Start it and let it warm up. with the engine running remove one plug wire at a time. rev engine when you remove a wire and the backfiring quits you have isolated the offending cyl. Check that cyl real good for weak valve springs or bad cam lobe bad valves. My son had a 351 winsor that popped really bad pulled the heads and every exhaust valve was burnt. if you dont have sucess with isloating by the one wire at a time method. do a compression check. If compression is good. check coil condenser and carb. There aint a piece of cast iron in the world that can fool you unless you let it. OldWolf
HI: I know this sounds stupid, but check voltage at ballast (he said he had points) just went through this with a friends car , had 3.2 volts to the coil, new ballast, runs perfect, would not pull a sick whore off a toilet seat before. Chris
I agree with this - made quite a bit of money back in the 80's and 90's changing small block chevy cams with flat lobes . . . they ran just like you describe.
...If this was said already disregard.....check to see if the vacume can is working on the distrubitor,.....check to see if the carb squirts gas down into the carb when the engine is off by working the linkage.....check to see if the points are bouncing...my nephew had a NEW point set and it was missing the metal spring, he put them it not knowing ,and the motor would run great at idle and would run like hell when he tried to move it.....Miller
just bought a 60 chevy with a 283. car had the same problem breaking up, popping through carb under load etc. After setting dwell at 30, doing the entire dance problem still present. found the previouse owner had the positive side of coil running to the distributor ! ! ! swapped the wires and bingo ! Just sayin in case you replaced the coil recently ! ! not saying you are stupid , just an honest mistake guys make.
I've had that same problem. I thought that was an only me thing. If the distributer gear is worn or if the lower bushing is loose you can come up with the same type of problems. I doubt that gurl is the problem, you are dating a gurl right? Unless, well have you noticed a black cloud over her head?

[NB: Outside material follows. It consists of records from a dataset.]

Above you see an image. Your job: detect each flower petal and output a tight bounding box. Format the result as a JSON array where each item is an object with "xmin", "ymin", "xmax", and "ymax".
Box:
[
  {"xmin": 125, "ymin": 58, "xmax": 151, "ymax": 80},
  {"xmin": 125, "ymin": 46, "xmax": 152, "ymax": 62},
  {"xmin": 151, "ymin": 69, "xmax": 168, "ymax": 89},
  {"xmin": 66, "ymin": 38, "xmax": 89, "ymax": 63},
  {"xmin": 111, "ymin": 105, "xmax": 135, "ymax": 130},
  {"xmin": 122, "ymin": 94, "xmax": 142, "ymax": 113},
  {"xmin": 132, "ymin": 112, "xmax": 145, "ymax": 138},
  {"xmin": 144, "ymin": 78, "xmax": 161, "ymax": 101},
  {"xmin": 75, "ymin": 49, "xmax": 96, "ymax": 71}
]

Lots of good suggestions here. Hope you find something simple (cheap!). Small blocks with flat cams...that was an issue from around late 74 through early 80 in 305s and 350s. The rumor was that the General tried to heat treat too many cams at once and they all ended up soft. Sadly it took about 40K+ miles to show up. YOU know your motor better than any of us. Is there just one bit of info we ain't gettin? Did ya whizz it up in the last few months? Miss a gear? Throttle stick open? I'm leaning toward a mechanical problem vs a tuning problem only because you say it's been good for a while. Bent pushrod, broken spring, bent valve because you tossed em for a few seconds, doesn't take much. If it is all OEM internals and it's an oldie (has to be...283) then I'm thinkin that's your direction. And it'll be cheaper to fix than your truck.
I had the wire from the distributor to the coil get pinched under the cap. It started grounding out after a while causing backfiring while under load and kept getting worse as time went on. I tries everything that was suggested above before I figured it out.